Aos 40 anos, tendo os últimos 17 anos tirado o sustento da família puxando pelas ruas da cidade uma carroça de madeira que ganhou de presente, em busca de fretes que lhe rendiam entre R$ 30 e 40 por semana, Courão ganhou a simpatia da população e 784 votos nas urnas usando uma frase na propaganda eleitoral ao longo da campanha que mexeu profundamente com o coração de muita gente.

“Eu sou o Courão da Carrocinha. Sou candidato a vereador para representar a pobreza de Monteiro na Câmara. Sei o que é ser pobre, porque já passei muita fome. Se for eleito, vou ajudar aos que passam fome também”, repetia no guia eleitoral do rádio. A estratégia deu certo. Dos 13 vereadores eleitos acabou em nono, com 784 votos. A princípio, quando se espalhou que seria candidato, fruto de uma brincadeira de amigos, ninguém acreditou.

Filiado ao PROS, no cartório eleitoral teve que assinar um documento sustentando que sabia ler e escrever. Na sua inscrição consta que possui o ensino fundamental incompleto. Na prática, num primeiro contato, dá para perceber suas deficiências na leitura, mas o que chama atenção nele são a simplicidade e o respeito que ganhou da população.

Dono de uma loja de móveis usados, Anilton Viana de Queiroz deu a carrocinha que Courão usa até hoje, com data para aposentar em 1 de janeiro, quando troca a dura rotina nas ruas pelo plenário de ar-condicionado da Câmara de Monteiro.  “Ele sempre foi uma pessoa muito trabalhadora, de boa índole. Todo mundo gosta dele aqui na cidade”, diz Anilton.

Além de doar, o comerciante permite que Courão faça ponto na sua loja e ainda guarde a carrocinha todos os dias, ao final da sua labuta. No sítio Lagoa dos Catités, a 8 km do centro da cidade, onde mora, o agora vereador eleito é adorado pela vizinhança não apenas agora, mas de há muito tempo. David Moraes, vizinho dele, se emociona toda vez que fala sobre as agruras na vida dele que testemunhou.

No dia da eleição, quando ouviu pelo rádio que Courão estava eleito, David reuniu a vizinhança e fez uma festa. “Daqui, ele saiu com mais de 150 votos. Só da minha família foram 20 votos”, diz o vizinho, que considera o novo parlamentar um herói. “Quando Courão teve um problema na bexiga e ficou muito doente a solidariedade da população foi algo louvável e isso prova como ele sempre foi muito querido”, afirma David, acrescentando esperar dele, agora como vereador, que olhe para a região onde mora e consiga melhorias. “A seca aqui devastou tudo e ele tem que lutar por água”, assinala.
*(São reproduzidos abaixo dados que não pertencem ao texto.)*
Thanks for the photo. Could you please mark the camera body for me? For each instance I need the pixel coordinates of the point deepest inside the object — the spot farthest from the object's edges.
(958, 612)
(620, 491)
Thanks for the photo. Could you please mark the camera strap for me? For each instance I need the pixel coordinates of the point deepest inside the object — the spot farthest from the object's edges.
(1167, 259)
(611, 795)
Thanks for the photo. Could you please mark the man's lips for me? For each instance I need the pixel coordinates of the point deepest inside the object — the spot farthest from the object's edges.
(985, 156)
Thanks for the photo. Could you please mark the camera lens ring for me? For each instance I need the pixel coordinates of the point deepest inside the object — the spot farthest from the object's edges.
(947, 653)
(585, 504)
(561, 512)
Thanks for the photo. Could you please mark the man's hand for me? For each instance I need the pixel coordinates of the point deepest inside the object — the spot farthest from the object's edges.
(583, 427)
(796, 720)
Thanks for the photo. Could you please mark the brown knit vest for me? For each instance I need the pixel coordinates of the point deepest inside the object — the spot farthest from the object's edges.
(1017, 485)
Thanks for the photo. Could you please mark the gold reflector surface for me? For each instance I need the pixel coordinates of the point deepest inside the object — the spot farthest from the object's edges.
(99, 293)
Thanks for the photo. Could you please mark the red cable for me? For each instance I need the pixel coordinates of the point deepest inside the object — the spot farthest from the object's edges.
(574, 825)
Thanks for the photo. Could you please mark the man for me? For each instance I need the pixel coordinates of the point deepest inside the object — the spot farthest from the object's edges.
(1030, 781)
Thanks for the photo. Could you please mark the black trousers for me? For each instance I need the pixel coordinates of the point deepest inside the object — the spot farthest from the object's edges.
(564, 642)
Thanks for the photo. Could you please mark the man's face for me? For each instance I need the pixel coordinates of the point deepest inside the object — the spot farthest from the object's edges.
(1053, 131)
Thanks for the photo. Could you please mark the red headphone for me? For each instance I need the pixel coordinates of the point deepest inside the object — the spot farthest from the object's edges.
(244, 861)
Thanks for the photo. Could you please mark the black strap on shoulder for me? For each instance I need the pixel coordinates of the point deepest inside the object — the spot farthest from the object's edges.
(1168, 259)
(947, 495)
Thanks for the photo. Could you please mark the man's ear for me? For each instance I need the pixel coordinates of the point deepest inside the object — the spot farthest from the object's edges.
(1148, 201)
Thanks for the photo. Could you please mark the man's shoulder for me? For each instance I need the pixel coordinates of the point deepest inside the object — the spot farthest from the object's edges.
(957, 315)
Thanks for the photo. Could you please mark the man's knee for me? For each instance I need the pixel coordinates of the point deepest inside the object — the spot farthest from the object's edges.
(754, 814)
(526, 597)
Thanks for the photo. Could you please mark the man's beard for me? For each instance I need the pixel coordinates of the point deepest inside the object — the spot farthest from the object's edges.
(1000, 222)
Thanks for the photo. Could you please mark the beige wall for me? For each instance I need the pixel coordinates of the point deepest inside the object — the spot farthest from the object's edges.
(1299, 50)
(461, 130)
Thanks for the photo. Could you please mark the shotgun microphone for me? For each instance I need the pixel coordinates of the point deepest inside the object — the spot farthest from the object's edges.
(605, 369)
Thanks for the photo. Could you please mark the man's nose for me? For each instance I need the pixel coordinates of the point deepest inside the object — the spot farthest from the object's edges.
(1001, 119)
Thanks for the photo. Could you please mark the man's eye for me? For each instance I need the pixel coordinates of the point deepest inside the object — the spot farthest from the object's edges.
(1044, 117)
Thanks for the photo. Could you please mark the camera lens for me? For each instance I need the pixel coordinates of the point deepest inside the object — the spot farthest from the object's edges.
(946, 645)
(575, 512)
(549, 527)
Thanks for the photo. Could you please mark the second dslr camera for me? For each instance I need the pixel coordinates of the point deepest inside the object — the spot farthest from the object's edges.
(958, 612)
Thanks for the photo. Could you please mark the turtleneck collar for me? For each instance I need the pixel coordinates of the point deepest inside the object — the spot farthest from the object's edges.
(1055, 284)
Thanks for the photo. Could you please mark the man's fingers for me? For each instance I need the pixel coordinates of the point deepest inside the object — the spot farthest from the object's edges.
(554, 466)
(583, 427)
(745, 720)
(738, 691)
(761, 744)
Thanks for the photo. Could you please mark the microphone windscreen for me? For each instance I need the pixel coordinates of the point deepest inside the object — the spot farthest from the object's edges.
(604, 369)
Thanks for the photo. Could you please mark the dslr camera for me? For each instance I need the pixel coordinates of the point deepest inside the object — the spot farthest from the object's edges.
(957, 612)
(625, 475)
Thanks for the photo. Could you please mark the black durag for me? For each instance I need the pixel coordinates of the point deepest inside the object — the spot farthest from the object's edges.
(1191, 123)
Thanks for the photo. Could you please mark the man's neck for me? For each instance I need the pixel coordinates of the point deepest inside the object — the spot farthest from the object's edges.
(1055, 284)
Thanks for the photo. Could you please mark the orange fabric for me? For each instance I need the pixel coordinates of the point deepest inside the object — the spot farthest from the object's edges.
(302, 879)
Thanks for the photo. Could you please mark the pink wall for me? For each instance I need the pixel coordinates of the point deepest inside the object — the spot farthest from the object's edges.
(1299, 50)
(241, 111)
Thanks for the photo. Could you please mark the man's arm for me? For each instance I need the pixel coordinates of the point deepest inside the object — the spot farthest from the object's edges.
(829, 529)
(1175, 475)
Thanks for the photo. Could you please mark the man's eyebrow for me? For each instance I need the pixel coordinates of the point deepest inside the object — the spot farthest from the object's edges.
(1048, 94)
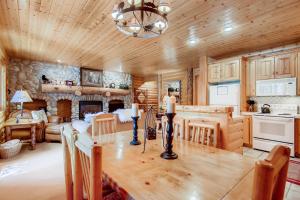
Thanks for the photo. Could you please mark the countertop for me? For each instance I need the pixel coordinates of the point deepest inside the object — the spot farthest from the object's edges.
(249, 113)
(252, 113)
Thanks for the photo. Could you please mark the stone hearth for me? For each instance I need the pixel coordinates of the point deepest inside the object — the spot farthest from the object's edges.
(24, 74)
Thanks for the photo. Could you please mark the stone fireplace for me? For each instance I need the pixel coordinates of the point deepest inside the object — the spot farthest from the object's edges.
(114, 105)
(89, 107)
(26, 75)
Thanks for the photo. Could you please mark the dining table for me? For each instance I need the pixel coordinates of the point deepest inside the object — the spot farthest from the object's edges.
(200, 172)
Ao perder sua mãe no parto e mais tarde o pai, que se suicidou com um tiro na cabeça, Courão ganhou Elias Viana e Maria de Lourdes como pais adotivos, mas ambos também já morreram. Mais tarde, surgiu em sua vida outra pessoa bastante importante: a tia Safira Bezerra da Silva. Hoje, com 87 anos, é ela quem ajuda na criação dos dois filhos do vereador – João Victor, de 12 anos, e Caio, de quatro anos.

“Eu tive dó de Courão e seus filhos para mim hoje também são meus netos”, afirma dona Safira, que mora no mesmo sítio de Courão, em frente da sua casa. O vereador a chama de tia-mãe, porque, segundo ele, também ajudou na sua criação. “Sabendo das minhas dificuldades ela trazia de vez em quando um feijãozinho aqui em casa”, relata Mourão, para quem dona Safira apareceu em sua vida como uma benção de Deus.

“Eu deixo meus filhos aqui com ela e vou cuidar dos meus fretes na carrocinha sem nenhuma preocupação”, acrescenta. Depois de tomar posse, com uma mudança brusca de vida, passando e receber um subsídio mensal de R$ 4,5 mil, Courão faz planos de ajudar a família. “Tia Safira já tem o seu pedaço de terra, é aposentada e tem umas cabeças de boi, mas o que eu puder fazer por ela farei”, afirma.